The Illinois Department of Workforce Development has opened the job application process for new Aldi employees in Illinois.
Aldis have been accepting job applications online since the beginning of this month.
Aldermen in Illinois and elsewhere are now able to apply for jobs in Aldi’s Chicago-area stores.
The Illinois Department for Workforce Investments (IDWI) has been accepting applications for job openings in Aldis since January 1, 2018.
“We have received more than 3,200 applications to date, including nearly 400 for new positions in Chicago and other locations, with an additional 2,000 to come,” IDWI Director of Job Development Scott Wahl said in a statement.

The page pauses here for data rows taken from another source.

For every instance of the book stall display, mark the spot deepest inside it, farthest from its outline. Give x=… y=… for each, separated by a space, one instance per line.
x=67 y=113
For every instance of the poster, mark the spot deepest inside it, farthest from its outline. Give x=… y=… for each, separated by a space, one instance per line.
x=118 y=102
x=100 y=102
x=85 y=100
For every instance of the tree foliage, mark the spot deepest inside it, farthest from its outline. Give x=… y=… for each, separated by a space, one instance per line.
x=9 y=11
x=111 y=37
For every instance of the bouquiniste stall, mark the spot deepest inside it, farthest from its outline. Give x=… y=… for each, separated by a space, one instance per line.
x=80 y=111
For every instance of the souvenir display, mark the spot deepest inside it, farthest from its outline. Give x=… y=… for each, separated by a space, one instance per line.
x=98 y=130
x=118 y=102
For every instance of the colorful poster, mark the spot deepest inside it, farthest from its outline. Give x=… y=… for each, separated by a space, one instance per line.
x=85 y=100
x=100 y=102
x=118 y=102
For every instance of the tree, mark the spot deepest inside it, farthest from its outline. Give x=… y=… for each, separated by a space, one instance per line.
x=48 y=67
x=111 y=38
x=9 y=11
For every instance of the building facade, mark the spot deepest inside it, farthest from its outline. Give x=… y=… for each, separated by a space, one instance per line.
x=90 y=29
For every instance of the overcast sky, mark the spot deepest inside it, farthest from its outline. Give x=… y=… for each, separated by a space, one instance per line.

“We look forward to working with our applicants to ensure they have the right skills to be successful in the new positions we are opening.”

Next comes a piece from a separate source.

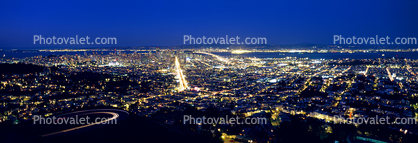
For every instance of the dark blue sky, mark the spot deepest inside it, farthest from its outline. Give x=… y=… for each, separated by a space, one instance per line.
x=149 y=23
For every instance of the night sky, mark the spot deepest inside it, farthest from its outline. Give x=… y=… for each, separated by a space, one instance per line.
x=163 y=23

“Aldi has made an enormous contribution to the Illinois economy and to the nation’s economy,” said Aldi CEO Tim Schulte.
“The company is committed to working collaboratively with the Illinois Department, state and local governments and employers to continue our impact in Illinois.”

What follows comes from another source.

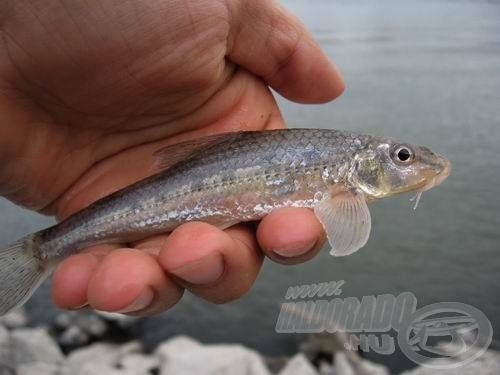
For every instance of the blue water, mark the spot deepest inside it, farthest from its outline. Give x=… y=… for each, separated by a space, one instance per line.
x=426 y=72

The company has been operating in Illinois since 2001 and has nearly 6,400 stores across the United States.
In February, Aldi announced it was opening more than 700 stores across Illinois in a bid to expand its presence in the state.
The news comes as Aldi is facing a growing number of lawsuits in California and the District of Columbia related to labor violations and unfair labor practices.
More than 3 million jobs are at stake in Illinois, and the state’s unemployment rate is at 9.3 percent, according to a report released by the Center for American Progress.
Aldis’ Illinois headquarters are in the Illinois State Capitol Building in Springfield.
According to a statement from IDWU, Aldis employees will be offered the opportunity to join a company that is committed to improving the lives of Illinoisans, the environment and to reducing health and economic disparities.
It is unclear if Aldis will continue to be an employer in Illinois after the company closes its doors.
Last month, a federal judge in Chicago temporarily blocked the state from enforcing an order that banned Aldi from opening more stores in Illinois as part of the state plan to cut its greenhouse gas emissions by at least 40 percent by 2050.